Economists estimate that the region´s GDP will grow about 3.5% in 2012, coming from a 4.4% growth in 2011. Brazil is by far the biggest chemical producer in the region and is expected to deliver a 2012 GDP increase of about 3.7%. Growing trade with the US and Canada, but also with Europe, competitive raw materials and proximity to the world´s largest market are reviving Mexico´s chemical industry sector , which ranks number two in Latin America´s chemical industry production.
The region is in much better shape to withstand pressures from economic developments abroad and outside the region, with most of the countries in Latin America in much better condition with respect to financial liquidity than before the 2008 crisis. Based on these promising overall economic circumstances, industry executives in leading Latin American chemical companies have turned to growth strategies over the past two years, including large-scale Mergers & Acquisitions, e.g. MEXICHEM´s acquisition of WAVIN, GRUPO ALFA / ALPEK´s acquisition of EASTMAN´s PET business, and growing Joint-Venture activities, e.g. BRASKEM´s joint venture with GRUPO IDESA.
Like CEOs in many other sectors, CEOs in the Chemical Industry are focusing primarily on developing new products and services, actively managing their portfolios, and capturing a larger share of their existing markets, as well as secondarily endeavoring new markets and regions as a route to growth. The best examples out of Latin America have been mentioned already. BRASKEN, focusing on regional expansion, entered into a Joint Venture with IDESA in Mexico in order to assure raw material supply for their respective polyethylene PE business, its existing main portfolio building block. MEXICHEM made a step beyond this scenario. They acquired the leading supplier of plastic pipe business based in the Netherlands. Beyond the regional expansion, this is a good example for portfolio extension downwards the supply chain.
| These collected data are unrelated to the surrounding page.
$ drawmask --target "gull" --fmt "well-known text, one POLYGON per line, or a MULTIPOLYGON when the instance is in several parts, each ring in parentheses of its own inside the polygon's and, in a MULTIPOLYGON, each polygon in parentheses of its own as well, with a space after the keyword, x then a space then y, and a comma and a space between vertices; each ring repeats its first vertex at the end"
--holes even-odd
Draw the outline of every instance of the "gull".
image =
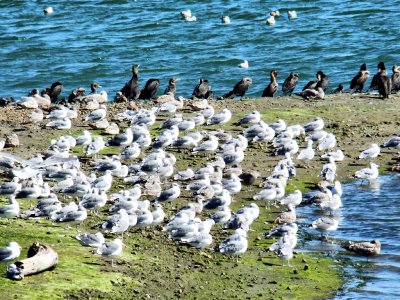
POLYGON ((275 17, 274 16, 269 16, 267 20, 265 21, 268 25, 275 25, 275 17))
POLYGON ((226 189, 223 189, 220 195, 214 195, 214 197, 204 203, 203 208, 216 209, 221 206, 229 206, 231 202, 231 194, 226 189))
POLYGON ((266 235, 266 237, 283 236, 285 234, 296 234, 297 230, 298 226, 296 223, 282 224, 271 229, 266 235))
POLYGON ((92 154, 97 154, 105 147, 104 140, 101 136, 96 136, 92 139, 92 141, 87 145, 85 150, 85 155, 90 156, 92 154))
POLYGON ((314 158, 315 155, 315 151, 312 148, 313 145, 313 141, 309 140, 307 142, 307 148, 303 149, 300 151, 299 155, 297 156, 297 159, 300 159, 304 162, 309 162, 310 160, 312 160, 314 158))
POLYGON ((333 211, 342 207, 342 200, 340 199, 339 195, 334 194, 329 200, 321 202, 319 207, 324 210, 329 210, 332 214, 333 211))
POLYGON ((209 119, 214 116, 214 107, 210 104, 200 111, 200 113, 204 116, 204 118, 209 119))
POLYGON ((21 100, 18 100, 16 105, 28 109, 35 109, 39 107, 36 99, 33 97, 21 97, 21 100))
POLYGON ((221 253, 238 255, 246 252, 247 247, 247 233, 238 228, 230 237, 221 242, 218 249, 221 253))
POLYGON ((324 128, 324 125, 324 120, 322 120, 320 117, 315 117, 311 122, 307 123, 303 127, 305 132, 309 132, 322 130, 324 128))
POLYGON ((101 224, 102 229, 110 233, 123 233, 129 228, 129 216, 125 209, 120 209, 117 214, 108 217, 107 221, 101 224))
POLYGON ((379 175, 378 167, 379 166, 372 162, 369 164, 369 166, 370 166, 369 168, 364 168, 364 169, 357 171, 354 174, 354 177, 359 178, 359 179, 367 179, 367 180, 378 178, 378 175, 379 175))
POLYGON ((330 217, 319 218, 311 224, 311 228, 321 232, 321 237, 324 232, 335 231, 338 226, 339 221, 330 217))
POLYGON ((338 149, 321 155, 321 158, 326 160, 329 160, 330 157, 332 157, 334 161, 343 161, 344 153, 342 150, 338 149))
POLYGON ((193 118, 188 119, 188 120, 183 120, 178 124, 178 128, 181 132, 183 131, 190 131, 193 130, 196 127, 196 123, 193 120, 193 118))
POLYGON ((44 115, 40 108, 35 108, 29 115, 29 122, 36 124, 43 121, 44 115))
POLYGON ((182 122, 182 114, 175 114, 168 120, 164 121, 164 123, 161 124, 160 128, 171 128, 174 125, 178 125, 180 122, 182 122))
POLYGON ((140 153, 139 144, 133 142, 121 152, 121 159, 135 159, 139 157, 140 153))
MULTIPOLYGON (((293 224, 293 223, 292 223, 293 224)), ((275 243, 269 247, 269 251, 277 251, 284 245, 288 245, 291 249, 294 249, 297 245, 297 234, 296 233, 285 233, 275 243)))
POLYGON ((137 222, 135 225, 136 227, 143 229, 153 224, 153 214, 150 210, 146 208, 140 209, 136 212, 136 214, 137 214, 137 222))
POLYGON ((257 204, 251 203, 240 208, 225 225, 228 229, 242 228, 248 230, 255 219, 258 218, 260 209, 257 204))
POLYGON ((116 134, 110 138, 106 146, 128 146, 133 141, 133 131, 132 128, 128 127, 125 129, 124 133, 116 134))
POLYGON ((20 183, 20 178, 14 177, 10 182, 4 182, 0 185, 0 194, 1 195, 11 195, 18 193, 22 188, 20 183))
POLYGON ((100 121, 105 119, 107 116, 107 107, 102 104, 100 105, 99 109, 91 111, 85 118, 86 122, 91 122, 91 121, 100 121))
POLYGON ((204 249, 212 244, 213 238, 208 232, 197 232, 190 237, 181 238, 181 242, 197 249, 204 249))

What does this mean for the CIO?
Companies with a strong focus on regional expansion usually want to leverage the existing system landscape capabilities and just copy their installed base business processes into the new subsidiaries. They are looking for efficient and effective ways to roll-out their proven solution just as it is. The other case can be much more complex. As long as the acquired business is an additional chemical business, usually the already existing IT processes can be implemented
and used also in the acquired business unit. But in the last few years we have seen examples of chemical producers acquiring businesses outside the pure
chemical business up and down the supply chain. The MEXICHEM acquisition of WAVIN is only one prominent example. Since this acquisition MEXICHEM, being a chemical producer, can be considered as a hybrid model with strong roots in the Chemicals business and an important footprint in Mill Products industry. This has a significant impact on IT processes and a mirrored roll-out of IT processes from installed base is impeded, IT processes based on Mill Products IT requirements like e.g. “variant configuration” need to be implemented.
What does this mean for the SAP Solution Portfolio?
SAP supports chemical companies in their respective acquisition and roll-out activities with various products and services, facilitating a fast and rapid deployment of existing solutions. Regional focus and subsidiary roll-out is facilitated by products like e.g. “Best Practices for Chemicals (BP4C)”, and Rapid Deployment Solutions (RDS) like e.g. the “SAP ERP rapid-deployment solution for subsidiary rollout”, which addresses customers that operate on a global level, and that wish to integrate their subsidiaries (legal entities) into one single instance in order to reduce the complexity and cost of their IT landscape, and gain in transparency and efficiency. SAP ERP rapid-deployment solution for subsidiary rollout enables you to integrate the SAP Best Practices Baseline Packages of multiple countries within one client, and to take advantage of preconfigured, country-specific content and documentation for each country.
SAP Best Practices for Chemicals is an industry template. It builds on an existing system landscape and a specific ERP release / Enhancement Pack. The template contains 83 chemical-specific, preconfigured business scenarios. Best Practices for EHSM is complementary to this package and adds another 12 scenarios. The underlying software needs to be licensed and installed upfront.
In addition to that, the System Landscape Optimization (SLO) Service helps customers evaluating system transformation requirements, provide a tailor-made solution proposal for the individual landscape transformation requirements, and execute service providing step-by-step guidance and expert support.
Industry-specific business requirements and processes can be covered by activating industry add-ons like e.g. SAP ECC Industry Ex. DIMP 6.0 (Industry Solution Mill Products) or industry solutions like e.g. SAP IS OIL.
Eyes will be on Latin America in the future to see how they fair through this economy. In the meantime, SAP will be doing everything possible to make sure our customers can run better than ever.